The fish and wildlife budget jumped in 2008 when the agency negotiated the Columbia Basin fish accords that gave states and tribes a boost in funding in exchange for them not pursuing litigation over the impacts of federal dam operations on salmon and steelhead. Those accords expire this year and are expected to be renewed but for a shorter time span than the original 10-year agreements. Oregon and the Nez Perce Tribe did not sign on to the accords.

The fish and wildlife program is undergoing review and cuts are coming. Thus far, the agency is trying to trim fat without hurting the projects that most help threatened and endangered fish. It will do that by looking to slash things like research, monitoring and evaluation, how much it pays researchers and fisheries managers to attend scientific conferences, and training. It will also look at cuts to programs that can't demonstrate success when it comes to improving fish runs.

"We are really trying to make sure the investments we retain are the highest biological value," said Bryan Mercier, executive manager of Bonneville's Fish and Wildlife Division. "We are not going to do anything that puts us in jeopardy of meeting our ESA obligations."

The agency has indicated that any additional costs, such as spilling water at the dams, needs to be made up with cuts elsewhere. Water spilled at the dams is counted as a cost in the form of forgone revenue because it doesn't run through turbines.

Fisheries officials who receive funding from the fish and wildlife budget are both sympathetic to the position the agency is in but also looking to make sure the agency meets its mitigation obligations.

"They still have a responsibility under the Northwest Power Act to mitigate for the effects of the hydro system and to give equal consideration to fish as the power that is produced.

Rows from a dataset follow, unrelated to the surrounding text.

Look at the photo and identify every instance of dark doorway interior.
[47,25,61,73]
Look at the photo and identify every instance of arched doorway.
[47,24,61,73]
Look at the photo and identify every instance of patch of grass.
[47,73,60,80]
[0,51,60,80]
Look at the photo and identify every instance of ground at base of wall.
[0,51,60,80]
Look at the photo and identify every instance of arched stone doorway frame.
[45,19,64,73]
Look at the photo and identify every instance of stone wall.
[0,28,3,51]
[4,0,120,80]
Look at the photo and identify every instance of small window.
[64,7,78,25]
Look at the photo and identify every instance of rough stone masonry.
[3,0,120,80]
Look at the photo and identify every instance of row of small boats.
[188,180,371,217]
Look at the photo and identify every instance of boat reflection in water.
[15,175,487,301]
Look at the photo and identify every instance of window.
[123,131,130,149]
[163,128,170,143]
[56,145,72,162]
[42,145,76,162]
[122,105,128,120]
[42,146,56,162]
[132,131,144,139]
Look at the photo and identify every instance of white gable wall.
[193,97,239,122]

That still needs to be their standing direction," said David Johnson, director of Nez Perce Tribe Department of Fisheries Resource Management.

High-priced assets

Some activists have suggested the agency walk away from the four lower Snake River dams that need costly turbine upgrades in the coming decades and are responsible for a significant portion of the agency's fish and wildlife costs. Breaching the dams is the cornerstone strategy of many Snake River salmon advocacy groups.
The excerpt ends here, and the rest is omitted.